Dördüncü unsur: Her asrın derece-i fehm ve edebine ve her asırdaki tabakatın derece-i istidat ve kabiliyetine ifaza-i nur, her bir asra ve her asırdaki her bir tabakaya kapısı küşade ve her birisini irza etmekle hasıl olan harikulâde tazeliğiyle ihatasıdır.
Beşinci menba: Nakil cihetiyle ihbar-ı evvelîn ve âhirîn; hakaik-ı gayb ve şehadet; serair-i ilâhiye, revabıt-ı kevniyeye dair hikâyatıdır -ki, ne vaki, ne akıl ve mantık onu kabul etmese de tekzib edememiş- kütüb-ü sabıkanın ittifakından musaddıkane, ihtilâfî yerlerde musahhihane hikâyatından neşet eden ihbarat-ı sadıkasıdır.
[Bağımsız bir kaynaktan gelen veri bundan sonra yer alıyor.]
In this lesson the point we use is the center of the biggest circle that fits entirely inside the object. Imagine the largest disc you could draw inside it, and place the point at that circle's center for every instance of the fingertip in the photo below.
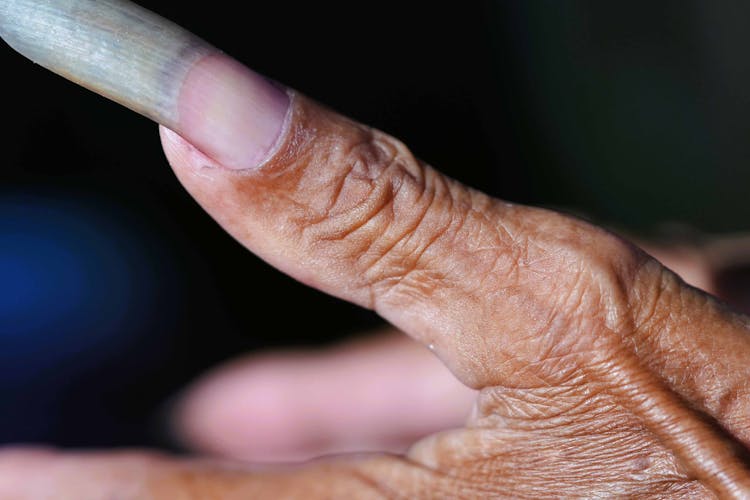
(231, 113)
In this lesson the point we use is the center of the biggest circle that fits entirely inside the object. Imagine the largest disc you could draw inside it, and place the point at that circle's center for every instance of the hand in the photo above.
(598, 371)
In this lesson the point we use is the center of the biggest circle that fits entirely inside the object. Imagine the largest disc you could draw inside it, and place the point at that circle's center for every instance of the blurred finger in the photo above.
(381, 393)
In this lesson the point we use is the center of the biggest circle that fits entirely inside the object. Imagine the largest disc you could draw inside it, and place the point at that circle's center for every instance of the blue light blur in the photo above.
(83, 303)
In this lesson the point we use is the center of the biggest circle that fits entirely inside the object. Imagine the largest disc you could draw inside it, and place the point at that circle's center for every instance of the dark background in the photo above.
(116, 289)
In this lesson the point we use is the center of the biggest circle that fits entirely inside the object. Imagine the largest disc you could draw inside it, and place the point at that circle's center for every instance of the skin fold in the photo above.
(598, 372)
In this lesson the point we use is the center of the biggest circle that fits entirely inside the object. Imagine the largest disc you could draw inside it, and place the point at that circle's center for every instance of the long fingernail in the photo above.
(232, 114)
(153, 66)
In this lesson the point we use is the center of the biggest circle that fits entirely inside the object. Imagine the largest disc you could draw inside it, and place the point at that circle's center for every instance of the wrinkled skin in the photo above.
(599, 372)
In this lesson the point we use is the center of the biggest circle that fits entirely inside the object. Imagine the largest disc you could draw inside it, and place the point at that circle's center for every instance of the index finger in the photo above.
(506, 295)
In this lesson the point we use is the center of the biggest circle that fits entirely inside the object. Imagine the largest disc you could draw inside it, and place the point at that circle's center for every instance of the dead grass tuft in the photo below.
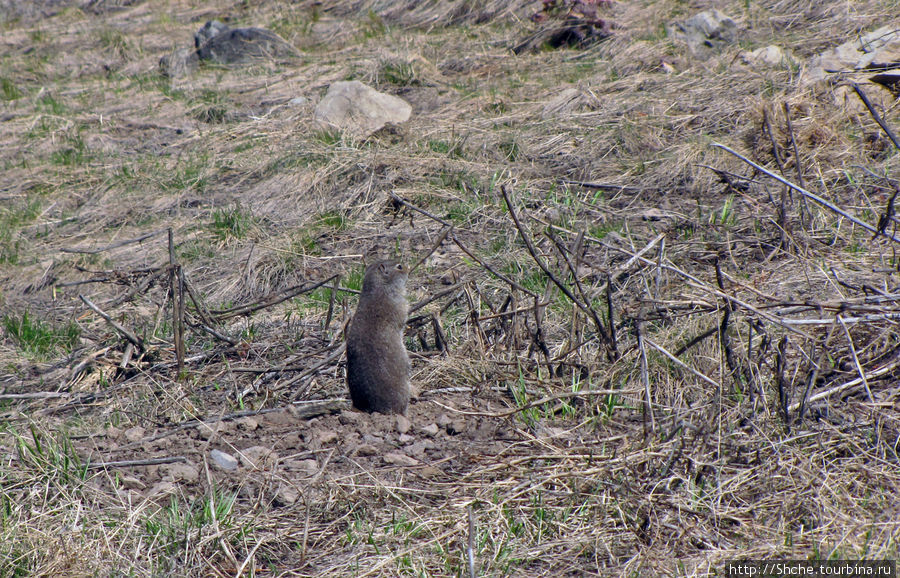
(634, 353)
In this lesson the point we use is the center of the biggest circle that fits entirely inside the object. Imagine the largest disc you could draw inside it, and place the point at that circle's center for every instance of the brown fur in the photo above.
(377, 361)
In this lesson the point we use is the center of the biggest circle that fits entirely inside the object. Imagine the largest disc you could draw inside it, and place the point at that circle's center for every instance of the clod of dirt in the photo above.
(180, 473)
(224, 461)
(366, 450)
(308, 467)
(326, 436)
(400, 459)
(431, 429)
(417, 449)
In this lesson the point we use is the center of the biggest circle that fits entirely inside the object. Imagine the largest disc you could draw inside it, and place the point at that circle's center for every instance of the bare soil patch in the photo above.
(634, 352)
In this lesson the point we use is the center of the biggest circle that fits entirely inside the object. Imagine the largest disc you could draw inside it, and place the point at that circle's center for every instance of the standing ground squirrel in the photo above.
(377, 361)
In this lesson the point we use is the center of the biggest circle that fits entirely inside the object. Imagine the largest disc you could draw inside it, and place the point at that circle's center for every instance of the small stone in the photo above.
(366, 450)
(247, 423)
(358, 109)
(134, 434)
(348, 417)
(258, 458)
(161, 489)
(309, 467)
(417, 449)
(182, 473)
(771, 55)
(705, 32)
(225, 461)
(327, 436)
(286, 495)
(398, 459)
(458, 426)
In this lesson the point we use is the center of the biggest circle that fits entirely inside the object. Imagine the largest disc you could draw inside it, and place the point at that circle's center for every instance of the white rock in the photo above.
(771, 55)
(398, 459)
(258, 457)
(225, 461)
(359, 110)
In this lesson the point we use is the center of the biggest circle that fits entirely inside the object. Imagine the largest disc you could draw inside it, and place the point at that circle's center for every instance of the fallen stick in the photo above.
(806, 193)
(542, 401)
(586, 309)
(665, 352)
(113, 245)
(884, 126)
(269, 300)
(852, 383)
(123, 331)
(130, 463)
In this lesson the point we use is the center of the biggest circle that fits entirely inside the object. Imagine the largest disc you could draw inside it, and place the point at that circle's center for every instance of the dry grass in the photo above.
(531, 419)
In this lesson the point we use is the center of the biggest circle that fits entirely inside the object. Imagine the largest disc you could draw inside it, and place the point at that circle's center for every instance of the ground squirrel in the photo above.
(377, 361)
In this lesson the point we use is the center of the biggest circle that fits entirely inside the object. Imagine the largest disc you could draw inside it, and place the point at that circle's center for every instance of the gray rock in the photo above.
(768, 55)
(309, 467)
(182, 472)
(225, 461)
(241, 45)
(210, 29)
(179, 63)
(706, 32)
(359, 110)
(258, 458)
(874, 50)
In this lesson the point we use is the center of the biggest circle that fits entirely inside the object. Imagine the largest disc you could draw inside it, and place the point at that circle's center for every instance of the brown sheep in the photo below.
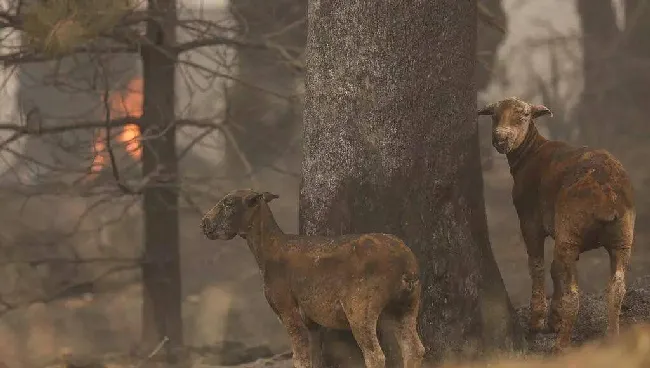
(581, 197)
(343, 282)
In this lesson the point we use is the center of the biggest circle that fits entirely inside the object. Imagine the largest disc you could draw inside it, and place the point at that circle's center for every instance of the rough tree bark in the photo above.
(390, 145)
(161, 312)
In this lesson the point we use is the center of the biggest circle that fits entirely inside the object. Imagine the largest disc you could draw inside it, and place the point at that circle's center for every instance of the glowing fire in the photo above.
(126, 103)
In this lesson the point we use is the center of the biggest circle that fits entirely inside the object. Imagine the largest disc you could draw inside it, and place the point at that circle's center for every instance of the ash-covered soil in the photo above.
(590, 326)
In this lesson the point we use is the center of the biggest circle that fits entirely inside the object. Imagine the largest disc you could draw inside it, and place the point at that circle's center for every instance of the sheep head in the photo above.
(511, 119)
(231, 215)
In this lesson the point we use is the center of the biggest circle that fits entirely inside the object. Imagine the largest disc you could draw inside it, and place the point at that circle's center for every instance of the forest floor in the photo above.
(590, 349)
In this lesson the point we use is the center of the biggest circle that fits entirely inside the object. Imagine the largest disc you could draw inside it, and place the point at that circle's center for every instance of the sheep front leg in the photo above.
(316, 345)
(534, 239)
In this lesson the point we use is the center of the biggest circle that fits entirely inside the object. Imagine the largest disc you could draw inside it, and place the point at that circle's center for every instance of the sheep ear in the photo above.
(268, 196)
(540, 110)
(487, 110)
(251, 199)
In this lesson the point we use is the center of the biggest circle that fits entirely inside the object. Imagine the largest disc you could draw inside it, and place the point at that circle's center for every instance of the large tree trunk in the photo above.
(161, 276)
(390, 145)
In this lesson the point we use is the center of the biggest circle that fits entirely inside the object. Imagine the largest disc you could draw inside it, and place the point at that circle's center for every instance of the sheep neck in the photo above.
(261, 232)
(532, 141)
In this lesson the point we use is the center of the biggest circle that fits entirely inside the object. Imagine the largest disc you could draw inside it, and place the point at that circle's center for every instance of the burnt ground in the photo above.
(511, 256)
(590, 326)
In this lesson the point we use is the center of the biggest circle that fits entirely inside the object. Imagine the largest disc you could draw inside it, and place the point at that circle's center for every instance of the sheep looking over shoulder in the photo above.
(581, 197)
(343, 282)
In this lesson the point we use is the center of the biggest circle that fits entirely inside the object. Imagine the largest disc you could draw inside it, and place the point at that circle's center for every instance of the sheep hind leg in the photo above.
(566, 255)
(409, 340)
(619, 261)
(363, 323)
(554, 318)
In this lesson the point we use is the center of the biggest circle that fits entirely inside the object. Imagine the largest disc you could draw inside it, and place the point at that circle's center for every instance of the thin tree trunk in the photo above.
(488, 41)
(264, 124)
(390, 145)
(161, 276)
(601, 74)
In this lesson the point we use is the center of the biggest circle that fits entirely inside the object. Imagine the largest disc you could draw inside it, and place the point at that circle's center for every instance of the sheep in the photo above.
(581, 197)
(343, 282)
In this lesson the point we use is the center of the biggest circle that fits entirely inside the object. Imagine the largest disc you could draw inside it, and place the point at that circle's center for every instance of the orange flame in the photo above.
(127, 103)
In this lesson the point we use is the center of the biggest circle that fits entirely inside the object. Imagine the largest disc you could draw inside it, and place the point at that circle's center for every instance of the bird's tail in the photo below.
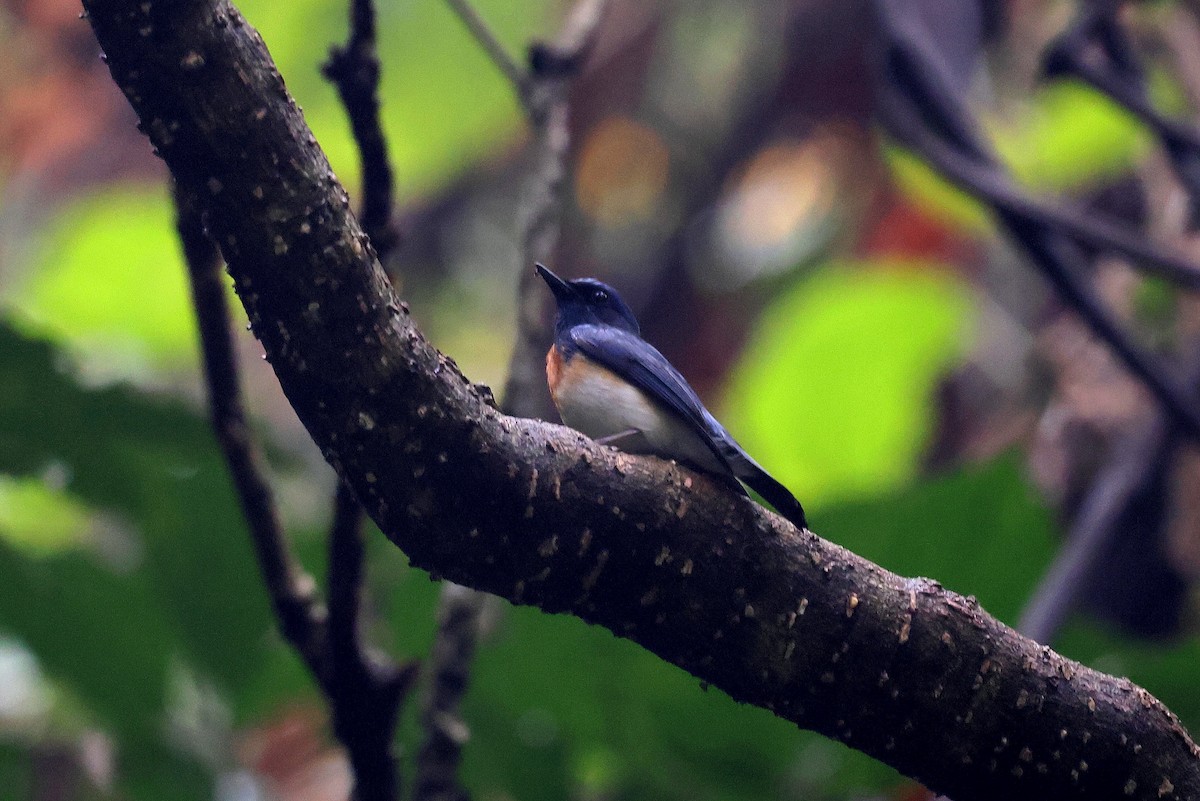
(777, 494)
(760, 481)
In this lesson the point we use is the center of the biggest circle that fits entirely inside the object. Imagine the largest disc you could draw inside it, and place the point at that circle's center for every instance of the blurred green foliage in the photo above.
(447, 103)
(558, 709)
(834, 391)
(1066, 138)
(127, 572)
(108, 278)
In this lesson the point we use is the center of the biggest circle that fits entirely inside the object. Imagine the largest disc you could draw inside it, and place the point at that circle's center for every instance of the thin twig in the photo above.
(1120, 77)
(919, 108)
(1095, 528)
(450, 660)
(366, 692)
(486, 38)
(1134, 459)
(293, 594)
(552, 67)
(354, 71)
(544, 95)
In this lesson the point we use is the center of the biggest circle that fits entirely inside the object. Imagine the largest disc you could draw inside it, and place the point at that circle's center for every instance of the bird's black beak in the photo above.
(561, 288)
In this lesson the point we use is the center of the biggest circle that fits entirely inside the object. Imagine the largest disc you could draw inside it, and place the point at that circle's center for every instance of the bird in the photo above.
(617, 389)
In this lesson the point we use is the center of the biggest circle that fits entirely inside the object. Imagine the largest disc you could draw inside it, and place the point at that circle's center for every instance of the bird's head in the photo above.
(588, 301)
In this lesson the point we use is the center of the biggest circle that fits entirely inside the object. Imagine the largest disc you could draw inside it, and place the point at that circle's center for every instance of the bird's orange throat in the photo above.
(553, 371)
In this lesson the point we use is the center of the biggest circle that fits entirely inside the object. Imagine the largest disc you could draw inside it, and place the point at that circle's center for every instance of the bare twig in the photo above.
(919, 108)
(366, 693)
(527, 524)
(552, 67)
(354, 70)
(1096, 527)
(445, 733)
(1133, 461)
(293, 594)
(486, 38)
(1097, 50)
(544, 95)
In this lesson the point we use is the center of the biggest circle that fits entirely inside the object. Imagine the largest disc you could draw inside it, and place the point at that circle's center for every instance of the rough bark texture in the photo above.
(899, 668)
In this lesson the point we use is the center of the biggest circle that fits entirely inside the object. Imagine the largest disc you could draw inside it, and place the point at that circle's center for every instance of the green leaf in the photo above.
(989, 512)
(39, 518)
(109, 281)
(1071, 136)
(833, 395)
(154, 463)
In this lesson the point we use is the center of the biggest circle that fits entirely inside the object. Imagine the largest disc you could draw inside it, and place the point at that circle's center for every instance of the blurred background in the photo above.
(861, 326)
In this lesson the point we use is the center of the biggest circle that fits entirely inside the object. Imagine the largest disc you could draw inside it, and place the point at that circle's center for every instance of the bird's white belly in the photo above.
(601, 405)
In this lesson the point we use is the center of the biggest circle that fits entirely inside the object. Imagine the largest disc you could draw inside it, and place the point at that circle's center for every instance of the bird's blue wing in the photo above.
(640, 363)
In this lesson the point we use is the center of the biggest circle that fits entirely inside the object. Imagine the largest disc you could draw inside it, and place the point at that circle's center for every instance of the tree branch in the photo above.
(526, 395)
(921, 110)
(354, 70)
(449, 667)
(899, 668)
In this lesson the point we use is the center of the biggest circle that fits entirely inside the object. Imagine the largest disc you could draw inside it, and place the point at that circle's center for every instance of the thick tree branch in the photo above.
(526, 395)
(899, 668)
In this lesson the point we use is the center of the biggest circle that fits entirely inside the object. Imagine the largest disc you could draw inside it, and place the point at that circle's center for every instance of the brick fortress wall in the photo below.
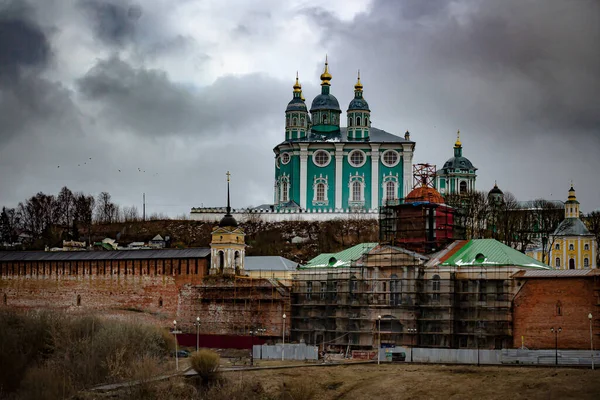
(547, 303)
(145, 289)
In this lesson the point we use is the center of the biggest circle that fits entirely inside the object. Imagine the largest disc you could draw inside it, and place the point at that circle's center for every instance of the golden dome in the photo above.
(297, 86)
(326, 76)
(358, 85)
(458, 143)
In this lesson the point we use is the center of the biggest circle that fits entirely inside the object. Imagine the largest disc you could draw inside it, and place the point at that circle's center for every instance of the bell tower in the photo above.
(227, 247)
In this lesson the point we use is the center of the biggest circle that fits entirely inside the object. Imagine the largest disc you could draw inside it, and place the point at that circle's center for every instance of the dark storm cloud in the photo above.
(147, 102)
(535, 60)
(114, 24)
(22, 43)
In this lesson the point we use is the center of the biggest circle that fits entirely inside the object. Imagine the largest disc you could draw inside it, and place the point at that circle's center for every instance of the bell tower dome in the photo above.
(227, 247)
(359, 115)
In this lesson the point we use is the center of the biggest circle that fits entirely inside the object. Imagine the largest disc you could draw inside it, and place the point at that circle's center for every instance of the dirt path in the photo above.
(436, 382)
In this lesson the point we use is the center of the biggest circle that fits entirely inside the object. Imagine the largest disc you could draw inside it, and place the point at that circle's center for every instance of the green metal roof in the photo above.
(342, 259)
(490, 252)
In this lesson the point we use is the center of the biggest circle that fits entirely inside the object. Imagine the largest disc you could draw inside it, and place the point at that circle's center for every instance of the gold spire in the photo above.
(458, 143)
(297, 86)
(358, 86)
(326, 76)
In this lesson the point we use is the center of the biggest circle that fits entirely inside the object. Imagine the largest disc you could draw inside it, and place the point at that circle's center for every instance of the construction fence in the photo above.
(493, 357)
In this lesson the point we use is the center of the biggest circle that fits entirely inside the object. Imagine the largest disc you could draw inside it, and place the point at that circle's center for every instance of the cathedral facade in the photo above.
(324, 167)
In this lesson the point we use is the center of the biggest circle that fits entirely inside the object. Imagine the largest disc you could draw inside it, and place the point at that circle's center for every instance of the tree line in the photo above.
(71, 213)
(519, 225)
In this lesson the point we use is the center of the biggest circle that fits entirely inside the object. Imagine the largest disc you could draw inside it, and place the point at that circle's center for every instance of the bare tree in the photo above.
(106, 211)
(131, 214)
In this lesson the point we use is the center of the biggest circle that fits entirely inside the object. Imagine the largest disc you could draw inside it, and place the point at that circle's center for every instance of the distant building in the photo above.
(571, 246)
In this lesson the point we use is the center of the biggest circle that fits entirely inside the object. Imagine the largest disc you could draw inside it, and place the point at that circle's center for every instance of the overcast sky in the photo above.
(165, 96)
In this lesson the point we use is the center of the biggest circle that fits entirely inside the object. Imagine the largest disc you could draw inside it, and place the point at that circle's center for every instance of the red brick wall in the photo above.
(136, 288)
(535, 312)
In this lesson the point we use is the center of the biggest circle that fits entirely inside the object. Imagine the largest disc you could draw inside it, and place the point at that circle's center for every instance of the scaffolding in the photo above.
(395, 296)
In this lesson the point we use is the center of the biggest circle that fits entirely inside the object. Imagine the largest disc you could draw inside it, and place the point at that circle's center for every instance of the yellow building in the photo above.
(572, 246)
(227, 247)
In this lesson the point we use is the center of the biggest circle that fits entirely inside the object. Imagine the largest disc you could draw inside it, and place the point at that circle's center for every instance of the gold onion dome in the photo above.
(326, 76)
(358, 86)
(297, 86)
(458, 143)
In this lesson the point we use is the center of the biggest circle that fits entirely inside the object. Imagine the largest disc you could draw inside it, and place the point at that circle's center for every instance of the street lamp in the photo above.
(176, 349)
(413, 332)
(590, 316)
(197, 333)
(283, 339)
(379, 344)
(556, 332)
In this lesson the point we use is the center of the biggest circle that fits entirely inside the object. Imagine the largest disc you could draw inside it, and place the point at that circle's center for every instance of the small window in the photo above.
(356, 191)
(320, 192)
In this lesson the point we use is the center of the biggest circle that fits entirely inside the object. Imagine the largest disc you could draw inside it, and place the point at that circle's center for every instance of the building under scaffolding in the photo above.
(458, 298)
(420, 222)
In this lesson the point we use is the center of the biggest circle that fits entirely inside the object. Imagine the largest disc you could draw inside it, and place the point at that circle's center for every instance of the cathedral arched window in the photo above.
(221, 261)
(284, 191)
(320, 192)
(356, 191)
(390, 190)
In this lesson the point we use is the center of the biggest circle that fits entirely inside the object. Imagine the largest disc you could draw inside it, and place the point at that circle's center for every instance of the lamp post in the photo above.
(176, 349)
(556, 332)
(590, 316)
(413, 332)
(283, 339)
(379, 340)
(197, 333)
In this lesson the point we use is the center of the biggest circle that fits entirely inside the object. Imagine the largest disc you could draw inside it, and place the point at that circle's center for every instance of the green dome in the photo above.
(458, 163)
(325, 102)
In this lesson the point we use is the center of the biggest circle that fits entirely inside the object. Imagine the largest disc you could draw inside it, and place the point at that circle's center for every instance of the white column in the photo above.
(374, 176)
(303, 172)
(407, 152)
(339, 158)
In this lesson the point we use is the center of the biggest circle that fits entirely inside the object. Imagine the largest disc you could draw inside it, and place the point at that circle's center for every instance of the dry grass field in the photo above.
(403, 381)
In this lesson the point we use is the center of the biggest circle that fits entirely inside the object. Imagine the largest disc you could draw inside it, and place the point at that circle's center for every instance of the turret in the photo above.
(572, 205)
(296, 115)
(359, 115)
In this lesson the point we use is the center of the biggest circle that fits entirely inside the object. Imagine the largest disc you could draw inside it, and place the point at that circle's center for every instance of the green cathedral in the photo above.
(322, 167)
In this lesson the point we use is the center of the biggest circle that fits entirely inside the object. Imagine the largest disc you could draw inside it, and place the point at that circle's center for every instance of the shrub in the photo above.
(206, 364)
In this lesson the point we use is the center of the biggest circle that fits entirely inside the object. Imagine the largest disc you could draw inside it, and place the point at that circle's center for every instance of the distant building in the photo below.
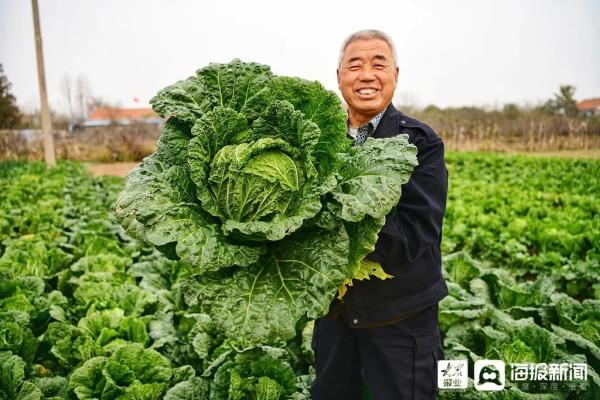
(105, 116)
(589, 107)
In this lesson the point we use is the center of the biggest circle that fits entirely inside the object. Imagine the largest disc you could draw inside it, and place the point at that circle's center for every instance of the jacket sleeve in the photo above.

Altıncı unsur: Tazammun ettiği ve tesis ettiği din-i İslâm’dır ki, onun misline ne mazi muktedir olmuş, ne müstakbel muktedir olabilir.
Yedinci menba: Şu altı menbadan çıkan envar-ı sittenin imtizacından tevellüd eden hüsn-ü hakikiden hasıl olan zevk-i i’cazdır ki, hadsen bilinir; tabirine lisan ve fikir kasırdır.
Eğer desen: “Tasvirden anlaşılır ki, taaddüd-ü mesalik ve ihtilâf-ı turuk matlubdur.”
Cevap: Evet, matlubdur. Hem zaruridir. Eğer hodgâmlıktan neşet eden inhisar zihniyetiyle başkaların reddine kalkışırsa, وَالْبُعْضُ فِى الَّلهِ 'ı sû-i istimal ederse, o vakit ihtilâf zarardır. Yoksa اْلحُبُّ فِى الّلهِ düsturunu esas tutsa, tekâmülde teavün kanununu bilse, şeriatın vüs’atini, tabipliğini düşünse ihtilâf imtizaca sebep olur.
Elhasıl: Herkes kendi mesleğine “Hüve hakkun” demeli, “Hüve’l-hakk” dememeli. Veyahut “Hüve’l-ahsen” demeli, “Hüve’l-hasen” dememeli.